Como o sr. consome informação jornalística? Zero Hora, Estadão, Folha e Globo pela ordem de entrega em casa, The New York Times, The Guardian, a revista The New Yorker, TV.
E não jornalística: como o o sr. consome ficção? Em que plataformas? Confesso, envergonhado, que tenho lido pouca ficção, além da já citada. Plataforma zero.

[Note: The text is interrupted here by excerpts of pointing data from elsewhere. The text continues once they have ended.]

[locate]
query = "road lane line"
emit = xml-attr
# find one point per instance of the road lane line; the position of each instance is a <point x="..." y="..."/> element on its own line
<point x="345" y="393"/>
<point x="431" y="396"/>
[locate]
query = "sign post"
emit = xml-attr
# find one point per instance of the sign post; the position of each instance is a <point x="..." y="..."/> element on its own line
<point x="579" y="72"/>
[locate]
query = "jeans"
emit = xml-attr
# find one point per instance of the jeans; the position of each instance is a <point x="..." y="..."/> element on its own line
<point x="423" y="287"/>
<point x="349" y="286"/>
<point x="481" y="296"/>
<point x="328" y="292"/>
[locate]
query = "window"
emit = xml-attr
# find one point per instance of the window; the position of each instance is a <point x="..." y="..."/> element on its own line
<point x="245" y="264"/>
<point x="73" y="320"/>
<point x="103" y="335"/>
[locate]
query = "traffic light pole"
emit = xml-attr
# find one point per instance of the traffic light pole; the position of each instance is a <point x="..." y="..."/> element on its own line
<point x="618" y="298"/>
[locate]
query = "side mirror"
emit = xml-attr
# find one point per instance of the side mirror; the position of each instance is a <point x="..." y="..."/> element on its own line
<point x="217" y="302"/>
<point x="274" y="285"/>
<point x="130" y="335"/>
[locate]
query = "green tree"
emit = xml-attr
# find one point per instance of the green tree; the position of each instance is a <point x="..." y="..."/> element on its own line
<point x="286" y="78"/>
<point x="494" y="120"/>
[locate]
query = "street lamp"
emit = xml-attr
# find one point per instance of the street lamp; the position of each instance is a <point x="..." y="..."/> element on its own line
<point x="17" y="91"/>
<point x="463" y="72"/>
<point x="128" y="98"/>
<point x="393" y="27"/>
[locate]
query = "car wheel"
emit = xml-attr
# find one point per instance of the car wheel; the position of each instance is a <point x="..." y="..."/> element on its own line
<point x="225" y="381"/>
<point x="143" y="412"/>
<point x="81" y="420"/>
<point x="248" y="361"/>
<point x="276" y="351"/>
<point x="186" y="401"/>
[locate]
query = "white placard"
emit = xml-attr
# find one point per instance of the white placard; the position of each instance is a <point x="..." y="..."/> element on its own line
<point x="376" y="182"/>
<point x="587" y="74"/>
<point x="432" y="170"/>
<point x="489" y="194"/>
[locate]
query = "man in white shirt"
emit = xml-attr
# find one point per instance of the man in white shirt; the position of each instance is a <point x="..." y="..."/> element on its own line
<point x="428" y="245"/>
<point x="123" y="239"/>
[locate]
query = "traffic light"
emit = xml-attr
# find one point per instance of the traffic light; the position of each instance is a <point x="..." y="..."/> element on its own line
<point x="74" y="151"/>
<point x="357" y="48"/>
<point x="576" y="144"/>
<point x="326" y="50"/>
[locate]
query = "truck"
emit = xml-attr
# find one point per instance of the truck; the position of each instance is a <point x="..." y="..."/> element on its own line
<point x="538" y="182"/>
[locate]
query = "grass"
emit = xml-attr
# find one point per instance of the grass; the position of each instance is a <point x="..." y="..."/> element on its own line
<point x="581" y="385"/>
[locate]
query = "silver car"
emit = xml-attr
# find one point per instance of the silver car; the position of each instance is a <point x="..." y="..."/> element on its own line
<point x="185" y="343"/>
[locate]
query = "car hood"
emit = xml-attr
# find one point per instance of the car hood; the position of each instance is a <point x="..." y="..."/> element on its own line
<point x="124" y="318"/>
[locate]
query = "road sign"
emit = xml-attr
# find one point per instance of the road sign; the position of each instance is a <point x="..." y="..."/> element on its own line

A fotografia mais e mais trocou um papel de registro por um de comunicação –informar instantaneamente algo a outras pessoas. O texto sofreu transformação parecida? Ou, pelo contrário, as redes fizeram um desserviço à escrita? Na medida em que voltamos ao texto telegráfico e a signos em vez de palavras acho que houve, sim, um desserviço à escrita tradicional, que depende de tempo e espaço para se desenvolver e se explicar.
E os desenhos, como quadrinhos e charges? Eles terão espaço razoável no mundo digital? A charge é uma das tradições mais antigas e perenes do jornalismo internacional e continua forte na sua capacidade de resumir uma opinião ou um "insight" como faz desde o século 18.
O que será a tradução do papel das cartas nas artes em, digamos, 50 anos. A troca de tuítes? No que o ato de escrever uma carta é diferente disso? Os robôs saberão o que fazer.
O futebol brasileiro ainda existe? O futebol brasileiro hoje parece ser o Flamengo com um deserto em volta.
O que o sr. faz para tentar chegar bem até os cem anos? Vamos com calma. Quando chegar aos 99, eu revelo como foi.